For instance, since 1976 Alberta’s employment rate (the number of employed people as a share of the population 15 years of age and over) has averaged 67.4 per cent compared to 59.7 per cent in the rest of Canada, and annual market income (including employment and investment income) has exceeded that in the other provinces by $10,918 (on average).
As a result, Alberta’s total net contribution to federal finances (total federal taxes and payments paid by Albertans minus federal money spent or transferred to Albertans) was $244.6 billion from 2007 to 2022—more than five times as much as the net contribution from British Columbians or Ontarians. That’s a massive outsized contribution given Alberta’s population, which is smaller than B.C. and much smaller than Ontario.
Albertans’ net contribution to the CPP is particularly significant. From 1981 to 2022, Alberta workers contributed 14.4 per cent (on average) of total CPP payments paid to retirees in Canada while retirees in the province received only 10.0 per cent of the payments. Albertans made a cumulative net contribution to the CPP (the difference between total CPP contributions made by Albertans and CPP benefits paid to retirees in Alberta) of $53.6 billion over the period—approximately six times greater than the net contribution of B.C., the only other net contributing province to the CPP. Indeed, only two of the nine provinces that participate in the CPP contribute more in payroll taxes to the program than their residents receive back in benefits.

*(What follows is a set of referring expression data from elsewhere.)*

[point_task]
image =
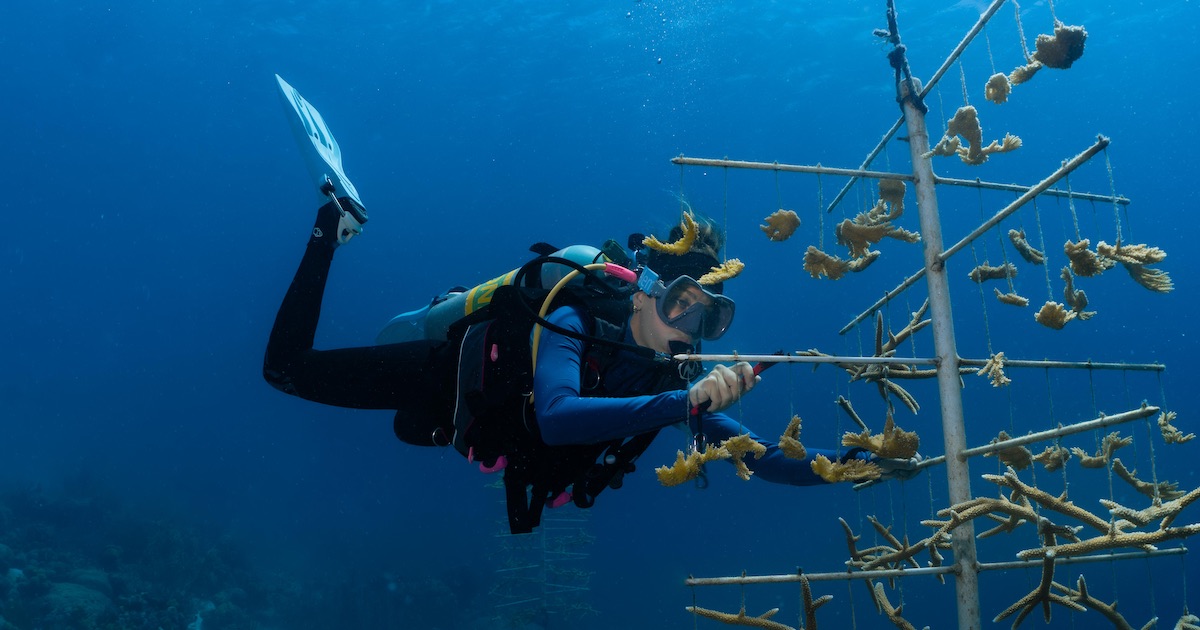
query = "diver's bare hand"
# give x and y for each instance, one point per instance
(723, 387)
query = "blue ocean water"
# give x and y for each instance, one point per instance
(157, 205)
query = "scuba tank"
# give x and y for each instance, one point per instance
(433, 321)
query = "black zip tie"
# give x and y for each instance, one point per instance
(900, 63)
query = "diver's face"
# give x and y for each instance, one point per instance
(651, 331)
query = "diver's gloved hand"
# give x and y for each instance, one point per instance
(723, 387)
(901, 469)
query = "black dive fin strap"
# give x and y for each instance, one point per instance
(611, 469)
(523, 508)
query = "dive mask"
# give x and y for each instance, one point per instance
(679, 309)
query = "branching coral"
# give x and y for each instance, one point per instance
(1141, 255)
(1171, 435)
(811, 605)
(850, 471)
(1062, 48)
(858, 238)
(1084, 262)
(738, 447)
(894, 442)
(742, 618)
(1075, 299)
(1155, 280)
(1053, 315)
(995, 370)
(1012, 299)
(985, 271)
(790, 442)
(1057, 51)
(1023, 247)
(966, 124)
(879, 594)
(682, 246)
(1163, 490)
(1104, 455)
(726, 270)
(1135, 259)
(688, 468)
(1108, 610)
(1019, 457)
(819, 263)
(1053, 457)
(780, 225)
(997, 88)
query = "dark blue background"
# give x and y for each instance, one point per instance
(156, 208)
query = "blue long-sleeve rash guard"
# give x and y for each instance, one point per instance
(565, 417)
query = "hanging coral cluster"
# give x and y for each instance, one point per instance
(966, 124)
(861, 233)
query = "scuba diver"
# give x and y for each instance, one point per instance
(563, 401)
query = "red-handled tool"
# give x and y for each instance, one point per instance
(760, 367)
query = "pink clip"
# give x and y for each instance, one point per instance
(501, 462)
(621, 273)
(561, 499)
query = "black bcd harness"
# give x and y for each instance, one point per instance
(495, 421)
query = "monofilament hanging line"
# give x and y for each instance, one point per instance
(1020, 31)
(1042, 245)
(1116, 207)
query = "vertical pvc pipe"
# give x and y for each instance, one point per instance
(966, 583)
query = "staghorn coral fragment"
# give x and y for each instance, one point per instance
(966, 124)
(780, 225)
(1108, 610)
(1053, 457)
(885, 606)
(1062, 48)
(738, 447)
(1171, 435)
(1018, 457)
(984, 273)
(1012, 299)
(863, 262)
(1164, 513)
(819, 263)
(1139, 255)
(726, 270)
(995, 370)
(688, 468)
(1155, 280)
(1075, 299)
(1104, 454)
(1161, 491)
(811, 605)
(850, 471)
(1054, 316)
(682, 246)
(1023, 247)
(859, 238)
(1084, 262)
(790, 442)
(741, 618)
(997, 88)
(894, 442)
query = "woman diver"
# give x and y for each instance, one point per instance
(603, 385)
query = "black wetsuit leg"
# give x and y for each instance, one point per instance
(417, 378)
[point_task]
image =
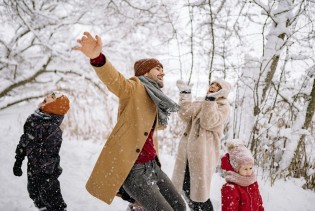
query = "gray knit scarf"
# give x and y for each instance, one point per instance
(164, 104)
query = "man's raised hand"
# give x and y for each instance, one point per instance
(90, 46)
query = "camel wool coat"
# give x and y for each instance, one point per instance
(136, 115)
(200, 144)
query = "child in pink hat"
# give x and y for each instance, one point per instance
(241, 191)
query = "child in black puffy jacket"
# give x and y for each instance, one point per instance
(41, 142)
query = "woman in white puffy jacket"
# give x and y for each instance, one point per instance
(199, 147)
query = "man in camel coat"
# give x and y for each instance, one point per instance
(199, 147)
(128, 165)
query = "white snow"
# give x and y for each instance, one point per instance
(78, 158)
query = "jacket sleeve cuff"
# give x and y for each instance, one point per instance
(98, 61)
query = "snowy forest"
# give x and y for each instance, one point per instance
(264, 48)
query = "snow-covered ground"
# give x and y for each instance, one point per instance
(77, 160)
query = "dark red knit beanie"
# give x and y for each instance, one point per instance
(143, 66)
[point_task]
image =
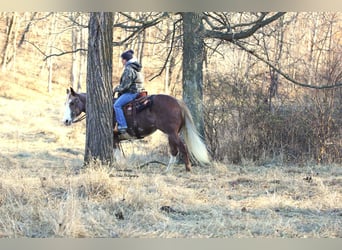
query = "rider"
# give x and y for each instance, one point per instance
(131, 83)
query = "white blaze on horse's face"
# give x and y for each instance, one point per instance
(67, 120)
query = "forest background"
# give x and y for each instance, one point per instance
(272, 123)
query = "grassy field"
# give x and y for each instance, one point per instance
(45, 192)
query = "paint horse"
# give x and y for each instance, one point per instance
(165, 113)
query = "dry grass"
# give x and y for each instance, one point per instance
(45, 192)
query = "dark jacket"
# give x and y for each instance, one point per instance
(131, 79)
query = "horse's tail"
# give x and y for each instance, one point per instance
(196, 147)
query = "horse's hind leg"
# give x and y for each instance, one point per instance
(177, 145)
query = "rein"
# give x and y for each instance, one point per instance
(80, 119)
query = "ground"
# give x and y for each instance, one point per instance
(45, 191)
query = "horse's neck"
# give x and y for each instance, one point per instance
(83, 97)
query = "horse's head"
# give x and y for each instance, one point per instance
(74, 106)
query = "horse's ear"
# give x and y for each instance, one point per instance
(72, 91)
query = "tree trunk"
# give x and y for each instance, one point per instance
(10, 42)
(193, 55)
(74, 56)
(99, 131)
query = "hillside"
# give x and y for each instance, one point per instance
(46, 192)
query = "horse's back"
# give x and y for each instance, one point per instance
(167, 113)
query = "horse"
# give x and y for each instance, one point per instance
(164, 113)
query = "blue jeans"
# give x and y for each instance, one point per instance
(119, 103)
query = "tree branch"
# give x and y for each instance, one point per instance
(64, 53)
(286, 76)
(231, 36)
(170, 51)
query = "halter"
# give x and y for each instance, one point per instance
(80, 119)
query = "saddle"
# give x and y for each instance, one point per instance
(141, 102)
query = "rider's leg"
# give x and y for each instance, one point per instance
(120, 102)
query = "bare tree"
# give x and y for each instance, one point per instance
(99, 131)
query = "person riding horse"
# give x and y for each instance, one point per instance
(131, 83)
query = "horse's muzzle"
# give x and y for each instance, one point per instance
(67, 122)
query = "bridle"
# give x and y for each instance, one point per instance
(80, 118)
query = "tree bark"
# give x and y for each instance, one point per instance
(99, 128)
(193, 55)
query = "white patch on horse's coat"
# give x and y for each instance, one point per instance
(171, 163)
(67, 112)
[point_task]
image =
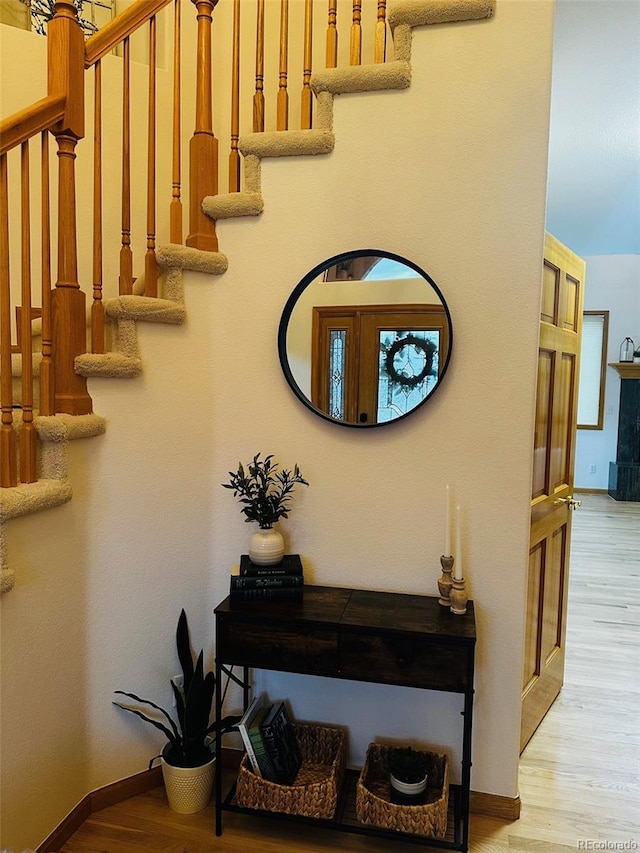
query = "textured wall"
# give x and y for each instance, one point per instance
(451, 174)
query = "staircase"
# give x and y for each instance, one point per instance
(120, 356)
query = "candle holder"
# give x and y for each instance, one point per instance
(458, 597)
(445, 582)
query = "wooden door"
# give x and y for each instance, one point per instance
(348, 371)
(552, 482)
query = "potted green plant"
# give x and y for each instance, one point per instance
(265, 493)
(407, 775)
(188, 758)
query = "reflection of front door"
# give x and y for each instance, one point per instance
(372, 364)
(552, 486)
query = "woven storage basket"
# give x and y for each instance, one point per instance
(314, 792)
(373, 805)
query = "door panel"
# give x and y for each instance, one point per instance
(552, 482)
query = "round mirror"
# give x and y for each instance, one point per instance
(365, 338)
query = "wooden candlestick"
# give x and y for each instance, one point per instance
(445, 582)
(458, 597)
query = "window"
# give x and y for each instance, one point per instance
(375, 363)
(34, 14)
(593, 366)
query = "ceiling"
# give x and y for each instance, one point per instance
(593, 203)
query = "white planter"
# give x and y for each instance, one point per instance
(188, 789)
(266, 547)
(408, 790)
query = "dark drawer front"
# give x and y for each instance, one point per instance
(408, 660)
(311, 650)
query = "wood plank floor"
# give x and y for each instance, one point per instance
(579, 775)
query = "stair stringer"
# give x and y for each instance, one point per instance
(403, 16)
(53, 487)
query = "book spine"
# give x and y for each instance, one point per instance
(269, 594)
(273, 750)
(280, 581)
(265, 764)
(266, 571)
(291, 565)
(248, 745)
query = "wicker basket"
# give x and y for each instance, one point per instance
(314, 792)
(373, 805)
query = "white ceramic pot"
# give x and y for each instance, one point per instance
(266, 547)
(188, 789)
(408, 790)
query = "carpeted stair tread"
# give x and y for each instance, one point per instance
(33, 497)
(363, 78)
(175, 256)
(109, 364)
(287, 143)
(417, 13)
(146, 308)
(228, 205)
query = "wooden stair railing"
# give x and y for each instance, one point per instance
(61, 114)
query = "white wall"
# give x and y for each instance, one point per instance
(612, 285)
(454, 179)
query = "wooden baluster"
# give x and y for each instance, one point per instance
(150, 265)
(46, 364)
(332, 35)
(282, 110)
(258, 98)
(355, 53)
(306, 108)
(8, 457)
(27, 433)
(234, 155)
(203, 147)
(126, 256)
(175, 211)
(97, 308)
(380, 46)
(66, 75)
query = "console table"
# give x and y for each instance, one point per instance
(357, 635)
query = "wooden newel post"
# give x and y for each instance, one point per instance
(66, 76)
(203, 147)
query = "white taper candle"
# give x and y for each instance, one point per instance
(447, 525)
(457, 565)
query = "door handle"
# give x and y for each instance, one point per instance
(572, 502)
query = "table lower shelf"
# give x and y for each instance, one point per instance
(345, 818)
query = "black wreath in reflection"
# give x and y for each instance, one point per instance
(428, 350)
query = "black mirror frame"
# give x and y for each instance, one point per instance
(290, 305)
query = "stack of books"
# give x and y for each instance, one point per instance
(270, 742)
(282, 582)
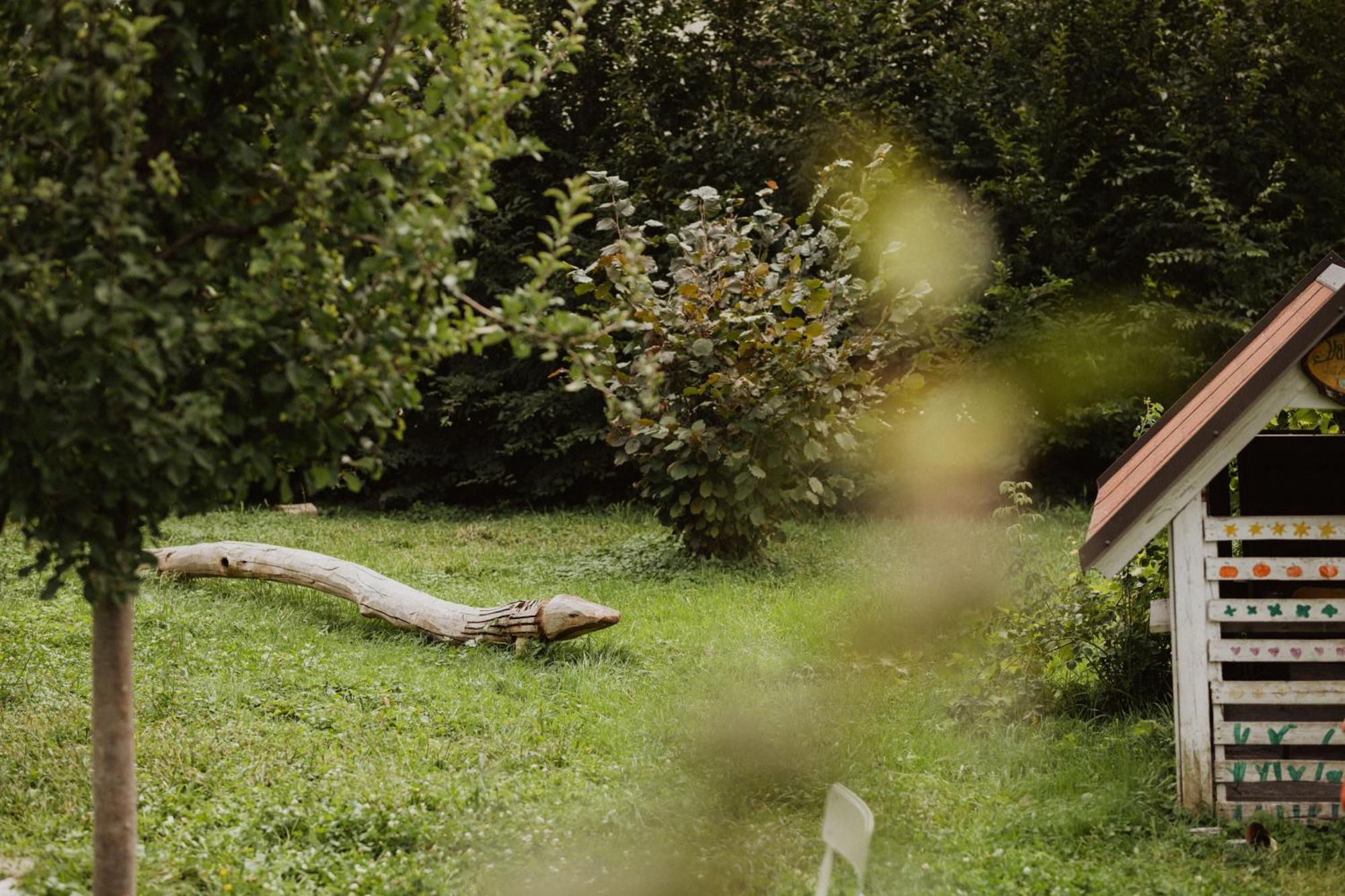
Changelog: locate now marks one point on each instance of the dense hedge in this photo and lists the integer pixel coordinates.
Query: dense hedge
(1159, 173)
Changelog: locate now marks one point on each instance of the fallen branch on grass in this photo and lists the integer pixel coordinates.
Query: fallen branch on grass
(552, 619)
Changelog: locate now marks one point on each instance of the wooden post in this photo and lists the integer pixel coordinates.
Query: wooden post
(1192, 670)
(114, 749)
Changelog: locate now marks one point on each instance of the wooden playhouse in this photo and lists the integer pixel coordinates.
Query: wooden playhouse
(1257, 592)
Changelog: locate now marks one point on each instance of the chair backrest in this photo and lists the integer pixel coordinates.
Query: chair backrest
(847, 827)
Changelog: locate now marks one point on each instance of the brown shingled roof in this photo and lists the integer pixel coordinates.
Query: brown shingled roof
(1155, 466)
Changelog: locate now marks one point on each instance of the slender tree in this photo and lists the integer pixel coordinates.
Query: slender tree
(231, 241)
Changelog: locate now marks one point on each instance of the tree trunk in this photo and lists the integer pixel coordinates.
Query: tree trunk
(114, 749)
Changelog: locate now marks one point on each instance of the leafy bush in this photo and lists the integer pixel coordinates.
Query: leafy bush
(758, 354)
(1071, 641)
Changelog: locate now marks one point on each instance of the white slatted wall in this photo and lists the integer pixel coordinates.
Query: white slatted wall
(1272, 665)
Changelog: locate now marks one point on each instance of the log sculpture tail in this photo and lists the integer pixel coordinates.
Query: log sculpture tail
(558, 618)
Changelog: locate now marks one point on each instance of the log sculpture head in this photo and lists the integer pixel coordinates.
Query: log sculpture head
(568, 616)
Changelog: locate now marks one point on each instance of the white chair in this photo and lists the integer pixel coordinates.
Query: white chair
(847, 829)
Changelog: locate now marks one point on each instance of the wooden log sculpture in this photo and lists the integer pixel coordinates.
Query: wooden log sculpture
(518, 623)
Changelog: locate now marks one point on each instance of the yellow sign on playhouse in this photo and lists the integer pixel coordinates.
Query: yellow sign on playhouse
(1325, 365)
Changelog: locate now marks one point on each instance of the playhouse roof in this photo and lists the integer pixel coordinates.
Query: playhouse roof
(1207, 427)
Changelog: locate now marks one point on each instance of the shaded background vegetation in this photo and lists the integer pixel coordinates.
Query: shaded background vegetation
(1157, 174)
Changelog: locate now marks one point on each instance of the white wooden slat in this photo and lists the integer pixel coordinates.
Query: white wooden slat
(1264, 771)
(1160, 615)
(1274, 568)
(1276, 528)
(1277, 650)
(1278, 610)
(1278, 733)
(1278, 692)
(1192, 670)
(1295, 811)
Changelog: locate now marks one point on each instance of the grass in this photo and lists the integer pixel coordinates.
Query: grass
(289, 745)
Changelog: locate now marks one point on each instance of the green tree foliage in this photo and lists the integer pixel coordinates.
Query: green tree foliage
(231, 245)
(758, 353)
(1159, 173)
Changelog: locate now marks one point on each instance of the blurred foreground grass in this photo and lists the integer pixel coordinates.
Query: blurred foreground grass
(289, 745)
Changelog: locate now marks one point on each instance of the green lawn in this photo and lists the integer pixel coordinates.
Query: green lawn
(289, 745)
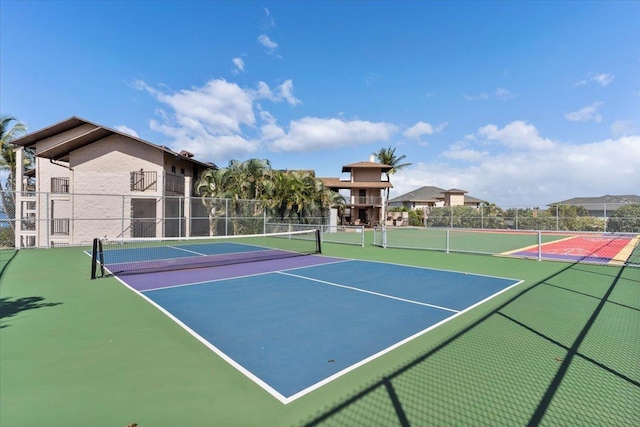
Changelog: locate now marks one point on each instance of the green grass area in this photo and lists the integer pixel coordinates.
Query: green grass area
(559, 349)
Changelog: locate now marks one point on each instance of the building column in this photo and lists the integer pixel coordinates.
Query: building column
(18, 180)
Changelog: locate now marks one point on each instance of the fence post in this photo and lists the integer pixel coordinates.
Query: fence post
(122, 218)
(539, 245)
(448, 234)
(48, 221)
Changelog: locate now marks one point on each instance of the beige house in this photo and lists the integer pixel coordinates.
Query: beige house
(91, 181)
(427, 197)
(365, 201)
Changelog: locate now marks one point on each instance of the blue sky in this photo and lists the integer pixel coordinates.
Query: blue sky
(519, 103)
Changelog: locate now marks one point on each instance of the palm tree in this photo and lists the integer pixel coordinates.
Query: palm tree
(287, 194)
(8, 133)
(387, 156)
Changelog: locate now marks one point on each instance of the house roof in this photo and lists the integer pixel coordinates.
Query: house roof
(337, 183)
(61, 151)
(430, 193)
(607, 199)
(367, 165)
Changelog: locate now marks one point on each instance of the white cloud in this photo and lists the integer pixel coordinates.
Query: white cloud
(238, 63)
(529, 176)
(268, 21)
(127, 130)
(285, 91)
(586, 114)
(371, 79)
(265, 41)
(500, 93)
(207, 121)
(622, 127)
(516, 135)
(482, 95)
(504, 94)
(312, 134)
(604, 79)
(423, 128)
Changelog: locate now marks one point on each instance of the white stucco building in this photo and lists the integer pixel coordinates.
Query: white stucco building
(91, 181)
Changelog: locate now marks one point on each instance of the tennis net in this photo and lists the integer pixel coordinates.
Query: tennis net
(137, 256)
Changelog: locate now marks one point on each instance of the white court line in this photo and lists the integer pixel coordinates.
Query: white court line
(186, 250)
(221, 279)
(369, 292)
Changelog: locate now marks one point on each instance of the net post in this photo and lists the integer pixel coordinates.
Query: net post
(101, 253)
(94, 258)
(318, 241)
(539, 245)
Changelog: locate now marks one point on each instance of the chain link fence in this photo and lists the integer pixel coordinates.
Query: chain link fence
(597, 217)
(66, 219)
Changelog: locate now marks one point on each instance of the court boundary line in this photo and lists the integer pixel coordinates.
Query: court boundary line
(185, 250)
(238, 277)
(273, 392)
(395, 346)
(311, 279)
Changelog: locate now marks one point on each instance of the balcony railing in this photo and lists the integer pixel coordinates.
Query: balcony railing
(175, 184)
(144, 180)
(366, 200)
(60, 227)
(60, 185)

So what would happen if Alberta withdrew from the CPP?
For starters, the basic CPP contribution rate of 9.9 per cent (typically deducted from our paycheques) for Canadians outside Alberta (excluding Quebec) would have to increase for the program to remain sustainable. For a new standalone plan in Alberta, the rate would likely be lower, with estimates ranging from 5.85 per cent to 8.2 per cent. In other words, based on these estimates, if Alberta withdrew from the CPP, Alberta workers could receive the same retirement benefits but at a lower cost (i.e. lower payroll tax) than other Canadians while the payroll tax would have to increase for the rest of the country while the benefits remained the same.
Finally, despite any claims to the contrary, according to Statistics Canada, Alberta’s demographic advantage, which fuels its outsized contribution to the CPP, will only widen in the years ahead. Alberta will likely maintain relatively high employment rates and continue to welcome workers from across Canada and around the world. And considering Alberta recorded the highest average inflation-adjusted economic growth in Canada since 1981, with Albertans’ inflation-adjusted market income exceeding the average of the other provinces every year since 1971, Albertans will likely continue to pay an outsized portion for the CPP. Of course, the idea for Alberta to withdraw from the CPP and create its own provincial plan isn’t new. In 2001, several notable public figures, including Stephen Harper, wrote the famous Alberta “firewall” letter suggesting the province should take control of its future after being marginalized by the federal government.
The next federal government—whoever that may be—should understand Alberta’s crucial role in the federation. For a stronger Canada, especially during uncertain times, Ottawa should support a strong Alberta including its energy industry.